A non-linear monotonicity principle and applications to Schr\"odinger type problems
Julio Backhoff-Veraguas, Mathias Beiglb\"ock, Giovanni Conforti

TL;DR
This paper extends the concept of cyclical monotonicity from optimal transport to non-linear optimization problems, specifically applying it to Schrödinger problems and non-convex functionals, offering a new characterization method.
Contribution
It introduces a non-linear monotonicity principle applicable to Schrödinger problems, enabling analysis of non-convex functionals beyond traditional convex duality methods.
Findings
Established a monotonicity principle for non-linear optimization.
Characterized optimizers for Schrödinger problems using this principle.

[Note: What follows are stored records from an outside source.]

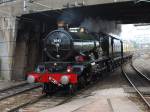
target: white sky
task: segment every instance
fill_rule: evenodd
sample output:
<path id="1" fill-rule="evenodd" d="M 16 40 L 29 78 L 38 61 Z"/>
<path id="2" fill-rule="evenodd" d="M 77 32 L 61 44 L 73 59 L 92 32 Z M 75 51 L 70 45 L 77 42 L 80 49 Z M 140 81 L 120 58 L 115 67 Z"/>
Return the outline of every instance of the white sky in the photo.
<path id="1" fill-rule="evenodd" d="M 134 26 L 133 24 L 122 25 L 120 38 L 123 40 L 149 41 L 150 42 L 150 25 Z"/>

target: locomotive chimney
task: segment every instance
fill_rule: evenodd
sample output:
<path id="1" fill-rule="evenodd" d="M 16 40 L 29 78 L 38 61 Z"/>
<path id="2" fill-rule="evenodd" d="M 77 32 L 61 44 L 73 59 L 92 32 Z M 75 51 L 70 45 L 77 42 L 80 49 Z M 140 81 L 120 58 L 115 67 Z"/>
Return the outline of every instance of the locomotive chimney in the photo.
<path id="1" fill-rule="evenodd" d="M 64 25 L 65 25 L 64 21 L 58 21 L 57 23 L 58 29 L 64 29 Z"/>
<path id="2" fill-rule="evenodd" d="M 64 21 L 58 21 L 57 23 L 58 25 L 58 29 L 65 29 L 65 30 L 69 30 L 69 24 L 65 23 Z"/>

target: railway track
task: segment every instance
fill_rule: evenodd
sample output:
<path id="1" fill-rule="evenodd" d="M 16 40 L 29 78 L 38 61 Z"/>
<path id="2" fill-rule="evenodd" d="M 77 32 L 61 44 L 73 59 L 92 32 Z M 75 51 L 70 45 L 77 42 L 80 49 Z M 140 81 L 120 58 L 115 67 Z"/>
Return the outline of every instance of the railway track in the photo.
<path id="1" fill-rule="evenodd" d="M 126 71 L 130 71 L 130 72 L 126 72 Z M 143 73 L 141 73 L 133 65 L 130 65 L 128 70 L 124 70 L 123 68 L 122 72 L 124 76 L 127 78 L 127 80 L 129 81 L 129 83 L 132 85 L 132 87 L 135 89 L 135 91 L 138 93 L 138 95 L 141 97 L 141 99 L 144 101 L 144 103 L 147 105 L 147 107 L 150 109 L 150 95 L 145 95 L 139 89 L 139 87 L 150 87 L 149 78 Z"/>
<path id="2" fill-rule="evenodd" d="M 62 105 L 64 103 L 67 103 L 71 101 L 73 98 L 75 98 L 77 95 L 82 95 L 85 90 L 92 88 L 95 85 L 95 83 L 88 85 L 86 88 L 82 88 L 78 90 L 73 95 L 60 95 L 58 91 L 54 92 L 51 96 L 46 96 L 45 94 L 30 100 L 24 104 L 21 104 L 19 106 L 16 106 L 12 109 L 10 109 L 8 112 L 22 112 L 22 111 L 39 111 L 39 110 L 33 110 L 33 108 L 37 107 L 39 109 L 46 109 L 46 108 L 52 108 L 55 106 Z M 84 96 L 84 95 L 83 95 Z M 43 104 L 42 104 L 43 103 Z M 41 106 L 42 105 L 42 106 Z M 36 108 L 36 109 L 37 109 Z"/>
<path id="3" fill-rule="evenodd" d="M 24 83 L 21 85 L 14 86 L 12 88 L 7 88 L 4 90 L 1 90 L 0 91 L 0 101 L 4 100 L 6 98 L 12 97 L 12 96 L 21 94 L 21 93 L 26 92 L 26 91 L 30 91 L 30 90 L 35 89 L 35 88 L 39 88 L 39 87 L 41 87 L 40 84 L 32 85 L 32 84 Z"/>

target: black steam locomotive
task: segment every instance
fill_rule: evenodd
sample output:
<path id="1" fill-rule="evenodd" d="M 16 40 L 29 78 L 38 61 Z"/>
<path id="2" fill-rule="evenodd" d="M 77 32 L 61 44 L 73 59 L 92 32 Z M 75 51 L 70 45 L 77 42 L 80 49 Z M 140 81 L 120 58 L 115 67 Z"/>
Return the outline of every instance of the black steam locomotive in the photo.
<path id="1" fill-rule="evenodd" d="M 44 39 L 44 51 L 44 64 L 29 73 L 27 79 L 43 83 L 47 94 L 58 87 L 72 93 L 132 58 L 123 51 L 120 39 L 105 33 L 88 33 L 83 28 L 50 32 Z"/>

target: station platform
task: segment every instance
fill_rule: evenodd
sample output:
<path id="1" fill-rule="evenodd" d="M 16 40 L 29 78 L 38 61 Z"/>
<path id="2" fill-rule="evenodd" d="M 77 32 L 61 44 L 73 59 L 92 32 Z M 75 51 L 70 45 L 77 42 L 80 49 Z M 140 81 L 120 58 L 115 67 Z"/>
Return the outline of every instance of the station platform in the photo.
<path id="1" fill-rule="evenodd" d="M 123 88 L 104 89 L 41 112 L 144 112 L 131 97 Z"/>
<path id="2" fill-rule="evenodd" d="M 27 83 L 26 81 L 4 81 L 0 80 L 0 91 L 3 91 L 8 88 L 12 88 L 14 86 L 18 86 L 21 84 Z"/>

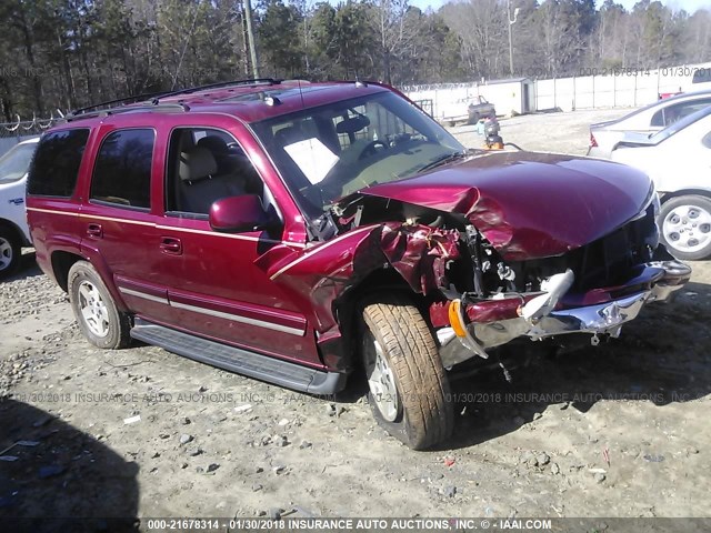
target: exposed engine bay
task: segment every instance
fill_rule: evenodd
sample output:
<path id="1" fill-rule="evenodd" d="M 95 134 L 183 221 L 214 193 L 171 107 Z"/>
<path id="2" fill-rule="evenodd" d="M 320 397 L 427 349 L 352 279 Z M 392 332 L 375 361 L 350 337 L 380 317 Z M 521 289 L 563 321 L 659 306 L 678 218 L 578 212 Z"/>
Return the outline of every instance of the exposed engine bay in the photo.
<path id="1" fill-rule="evenodd" d="M 333 223 L 338 233 L 382 223 L 382 251 L 424 295 L 449 368 L 517 338 L 585 333 L 597 344 L 669 298 L 691 269 L 658 250 L 654 210 L 650 201 L 600 239 L 528 260 L 505 258 L 464 214 L 385 198 L 357 195 L 333 210 Z"/>

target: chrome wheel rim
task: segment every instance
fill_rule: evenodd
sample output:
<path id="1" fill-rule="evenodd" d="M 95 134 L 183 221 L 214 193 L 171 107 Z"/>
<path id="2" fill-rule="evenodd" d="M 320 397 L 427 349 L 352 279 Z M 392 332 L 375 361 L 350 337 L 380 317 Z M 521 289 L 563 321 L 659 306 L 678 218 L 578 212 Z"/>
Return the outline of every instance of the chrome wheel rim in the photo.
<path id="1" fill-rule="evenodd" d="M 7 239 L 0 237 L 0 271 L 10 266 L 12 257 L 12 244 Z"/>
<path id="2" fill-rule="evenodd" d="M 711 213 L 698 205 L 679 205 L 664 217 L 662 233 L 674 250 L 698 252 L 711 242 Z"/>
<path id="3" fill-rule="evenodd" d="M 101 293 L 90 281 L 82 281 L 79 285 L 79 311 L 84 324 L 94 335 L 109 334 L 109 310 Z"/>
<path id="4" fill-rule="evenodd" d="M 367 339 L 367 376 L 368 388 L 378 411 L 388 422 L 394 422 L 400 413 L 400 396 L 395 386 L 395 376 L 388 364 L 382 346 L 372 335 Z"/>

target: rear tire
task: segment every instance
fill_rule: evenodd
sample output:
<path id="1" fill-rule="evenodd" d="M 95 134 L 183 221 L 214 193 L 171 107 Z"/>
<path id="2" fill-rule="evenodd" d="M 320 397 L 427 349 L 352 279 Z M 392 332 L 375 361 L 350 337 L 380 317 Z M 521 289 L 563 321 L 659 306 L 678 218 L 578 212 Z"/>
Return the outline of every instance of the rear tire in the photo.
<path id="1" fill-rule="evenodd" d="M 672 198 L 662 204 L 658 224 L 674 258 L 697 261 L 711 255 L 711 199 L 697 194 Z"/>
<path id="2" fill-rule="evenodd" d="M 131 342 L 130 323 L 120 312 L 101 276 L 87 261 L 69 269 L 68 292 L 79 329 L 93 345 L 113 350 Z"/>
<path id="3" fill-rule="evenodd" d="M 368 400 L 378 423 L 413 450 L 452 433 L 453 406 L 437 343 L 408 299 L 393 296 L 362 310 L 361 350 Z"/>
<path id="4" fill-rule="evenodd" d="M 22 243 L 14 232 L 0 228 L 0 280 L 18 270 L 21 255 Z"/>

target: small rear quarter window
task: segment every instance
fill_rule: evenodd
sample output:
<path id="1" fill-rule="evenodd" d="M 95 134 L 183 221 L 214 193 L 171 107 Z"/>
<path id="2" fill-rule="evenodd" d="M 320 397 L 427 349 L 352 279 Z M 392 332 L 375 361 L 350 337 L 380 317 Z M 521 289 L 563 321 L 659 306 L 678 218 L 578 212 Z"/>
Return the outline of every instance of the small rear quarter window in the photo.
<path id="1" fill-rule="evenodd" d="M 54 131 L 42 137 L 30 167 L 28 194 L 71 197 L 88 139 L 88 128 Z"/>

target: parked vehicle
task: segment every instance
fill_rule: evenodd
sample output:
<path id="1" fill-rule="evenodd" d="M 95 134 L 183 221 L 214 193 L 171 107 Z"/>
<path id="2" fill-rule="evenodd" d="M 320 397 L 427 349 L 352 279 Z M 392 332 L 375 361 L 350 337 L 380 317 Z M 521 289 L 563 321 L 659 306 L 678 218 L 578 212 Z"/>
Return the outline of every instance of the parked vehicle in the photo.
<path id="1" fill-rule="evenodd" d="M 475 124 L 479 119 L 485 119 L 487 117 L 495 117 L 497 109 L 493 103 L 489 103 L 484 97 L 474 97 L 473 101 L 468 108 L 469 120 L 468 123 Z"/>
<path id="2" fill-rule="evenodd" d="M 612 159 L 644 171 L 662 195 L 661 238 L 679 259 L 711 255 L 711 107 L 651 135 L 628 135 Z"/>
<path id="3" fill-rule="evenodd" d="M 648 135 L 661 131 L 707 105 L 711 105 L 711 90 L 689 92 L 659 100 L 632 111 L 621 119 L 592 124 L 588 155 L 609 159 L 614 145 L 623 140 L 625 134 Z"/>
<path id="4" fill-rule="evenodd" d="M 628 167 L 468 151 L 399 92 L 249 80 L 68 115 L 28 185 L 83 334 L 331 394 L 445 441 L 448 374 L 512 341 L 615 336 L 690 269 Z"/>
<path id="5" fill-rule="evenodd" d="M 24 140 L 0 158 L 0 279 L 17 270 L 22 247 L 31 245 L 24 189 L 37 141 Z"/>

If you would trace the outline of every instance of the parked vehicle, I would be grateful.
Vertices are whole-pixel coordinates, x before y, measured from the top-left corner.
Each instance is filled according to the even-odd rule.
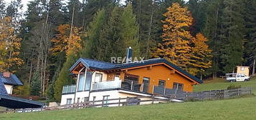
[[[250,76],[243,74],[226,74],[226,80],[229,82],[246,81],[250,80]]]

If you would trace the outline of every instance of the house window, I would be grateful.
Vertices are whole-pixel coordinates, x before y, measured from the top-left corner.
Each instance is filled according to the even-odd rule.
[[[89,97],[85,97],[85,101],[89,101]]]
[[[166,86],[166,81],[164,80],[159,80],[158,81],[158,86]]]
[[[115,74],[115,81],[119,81],[120,80],[120,75],[119,74]]]
[[[80,74],[79,76],[79,83],[78,83],[78,91],[82,91],[85,87],[85,74]]]
[[[103,74],[96,73],[95,74],[95,82],[101,82],[103,81]]]
[[[149,78],[143,77],[143,86],[142,86],[143,92],[148,92],[148,85],[149,85]]]
[[[67,104],[72,104],[72,99],[67,99]]]
[[[176,89],[178,91],[183,91],[183,84],[174,83],[174,89]]]
[[[103,104],[107,104],[108,103],[109,96],[103,96]],[[104,106],[108,106],[108,105],[103,105]]]

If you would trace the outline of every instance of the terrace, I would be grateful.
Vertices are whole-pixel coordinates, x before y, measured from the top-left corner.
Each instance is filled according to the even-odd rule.
[[[64,86],[62,94],[75,94],[76,85]],[[128,90],[135,92],[141,92],[144,94],[173,94],[184,93],[177,89],[168,89],[164,86],[152,86],[150,87],[147,83],[140,84],[138,81],[125,79],[122,80],[108,80],[106,81],[93,83],[90,91],[108,90],[108,89],[123,89]],[[150,92],[150,91],[151,92]]]

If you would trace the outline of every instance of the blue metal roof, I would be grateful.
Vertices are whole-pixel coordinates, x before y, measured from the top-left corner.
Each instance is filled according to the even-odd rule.
[[[4,84],[10,84],[14,86],[22,86],[23,84],[22,81],[17,78],[15,74],[10,74],[10,77],[4,77],[3,76],[3,73],[0,73],[0,79],[4,82]]]
[[[90,59],[85,59],[85,58],[80,58],[77,62],[70,69],[70,71],[72,71],[75,67],[79,64],[82,63],[85,67],[88,69],[92,69],[95,70],[111,70],[111,69],[128,69],[153,64],[159,64],[159,63],[164,63],[166,64],[169,65],[170,66],[174,68],[176,71],[185,74],[186,76],[189,76],[191,79],[202,84],[203,81],[197,79],[194,76],[190,74],[189,73],[186,72],[186,71],[180,69],[179,66],[174,65],[174,64],[171,63],[170,61],[167,61],[165,59],[157,58],[157,59],[148,59],[144,61],[140,61],[138,62],[131,62],[131,63],[125,63],[125,64],[115,64],[108,62],[104,62]]]
[[[107,70],[112,69],[115,68],[118,64],[100,61],[98,60],[80,58],[77,62],[70,69],[70,71],[72,71],[75,67],[79,64],[82,63],[85,67],[88,69],[95,69],[95,70]]]

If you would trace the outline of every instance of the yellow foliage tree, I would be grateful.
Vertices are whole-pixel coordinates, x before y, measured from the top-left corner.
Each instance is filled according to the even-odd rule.
[[[52,55],[56,56],[61,51],[65,51],[66,55],[71,52],[78,52],[82,49],[80,30],[80,29],[79,28],[73,27],[70,35],[70,26],[69,24],[60,25],[57,29],[59,34],[51,40],[54,44],[53,47],[51,49]]]
[[[191,39],[191,58],[189,59],[190,67],[189,72],[191,74],[202,74],[206,69],[212,67],[212,50],[206,44],[208,39],[199,33],[195,39]]]
[[[174,3],[163,14],[166,19],[163,24],[162,42],[158,44],[154,57],[162,57],[171,63],[187,69],[191,56],[190,41],[193,38],[189,28],[193,18],[186,8],[182,8],[178,3]]]
[[[23,64],[19,58],[22,39],[18,38],[11,17],[0,19],[0,72],[12,71]],[[11,72],[14,72],[12,71]]]

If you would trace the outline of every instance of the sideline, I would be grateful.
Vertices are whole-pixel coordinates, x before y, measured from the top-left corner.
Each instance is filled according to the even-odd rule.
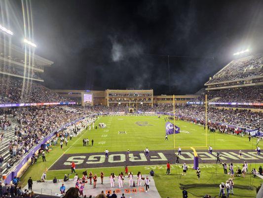
[[[101,118],[101,117],[100,117],[100,118],[99,118],[99,119],[98,119],[96,120],[96,121],[98,121],[98,120],[99,120],[99,119],[100,118]],[[89,125],[88,125],[88,126],[89,126]],[[82,131],[80,132],[80,134],[82,133],[82,132],[83,132],[84,130],[85,130],[85,127],[84,127],[84,128],[83,128],[83,129],[82,130]],[[70,146],[70,147],[69,147],[67,150],[66,150],[66,151],[65,151],[65,152],[64,152],[61,154],[61,155],[60,155],[60,156],[59,156],[59,157],[58,157],[58,158],[57,158],[57,159],[56,159],[56,160],[55,160],[55,161],[54,161],[54,162],[51,164],[51,165],[50,166],[48,167],[48,168],[47,169],[47,171],[48,171],[48,170],[49,170],[49,168],[50,168],[50,167],[51,167],[52,166],[53,166],[54,164],[55,164],[55,163],[57,161],[58,161],[58,160],[59,159],[60,159],[60,158],[61,158],[61,157],[62,157],[62,156],[65,153],[66,153],[68,151],[68,150],[69,150],[69,149],[72,147],[72,146],[73,146],[73,145],[74,145],[75,144],[75,143],[76,142],[77,142],[78,141],[78,140],[79,140],[79,139],[80,139],[80,138],[81,138],[81,137],[84,134],[85,134],[86,133],[87,133],[87,131],[89,131],[86,130],[85,132],[84,132],[84,133],[83,133],[81,134],[81,135],[77,139],[77,140],[76,140],[76,141],[75,141],[75,142],[72,144],[72,146]],[[80,135],[80,134],[79,134],[79,135]]]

Extended analysis to non-convex target functionals.
Abstract
A basic idea in optimal transport is that optimizers can be characterized through a geometric property of their support sets called cyclical monotonicity. In recent years, similar "monotonicity principles" have found applications in other fields where infinite dimensional linear optimization problems play an important role. In this note, we observe how this approach can be transferred to non-linear optimization problems. Specifically we establish a monotonicity principle that is applicable to the Schr\"odinger problem and use it to characterize the structure of optimizers for target functionals beyond relative entropy. In contrast to classical convex duality approaches, a main novelty is that the monotonicity principle allows to deal also with non-convex functionals.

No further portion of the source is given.